As Câmaras Municipais e Juntas de Freguesia dão trabalho a 15.549 pessoas com vínculos precários, anunciou esta tarde o ministro da Administração Interna, Eduardo Cabrita. O levantamento destas situações de trabalho precário nas autarquias foi concluído "esta semana" e identificou situações de trabalho completo com vínculos precários em 298 municípios (num total de 308) e em 1.872 freguesias (em 3.092).

 
Ou seja, quase todos os municípios têm trabalhadores precários, situação que se verifica em mais de metade das freguesias.

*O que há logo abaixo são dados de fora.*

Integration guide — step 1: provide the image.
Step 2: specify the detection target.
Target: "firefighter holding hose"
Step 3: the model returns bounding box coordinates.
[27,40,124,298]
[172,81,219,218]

O levantamento levado a cabo pelos municípios e freguesias permitiu "identificar 3.607 situações de trabalho com contrato a termo, 4.667 situações de exercício de funções com prestações de serviços", que são os "chamados recibos verdes", e ainda "7.275 contratos de emprego-inserção". No total, são 15.549 as pessoas que trabalham a tempo inteiro nas câmaras municipais mas que têm vínculos precários.

 

Estes funcionários irão beneficiar "das regras que estão definidas" para a Administração Central, reiterou o ministro, tal como já havia dito em Abril. Contudo, a decisão sobre quem é que é integrado nos quadros ou não ficará a cabo de cada autarquia. "Há uma avaliação caso a caso que tem de ser feita à escala local, porque a autonomia local não permitirá que existam as comissões paritárias com intervenção governamental". Isso "seria uma grosseira violação da autonomia local", sinalizou.

 

É, por isso, "no âmbito das autarquias que será necessário encontrar os mecanismos de resposta a estas situações de vínculos não permanentes e de trabalho permanente".

 

No Estado já foram identificados cerca de 116 mil vínculos temporários. O Governo abriu um Programa de Regularização Especial de Vínculos Precários na Administração Pública (Prevpap) em Maio e Junho para regularizar estas situações, ao qual chegaram apenas 30 mil candidaturas. O Executivo decidiu, entretanto, lançar uma segunda fase que abriu no passado dia 6 de Novembro e que termina amanhã, dia 17.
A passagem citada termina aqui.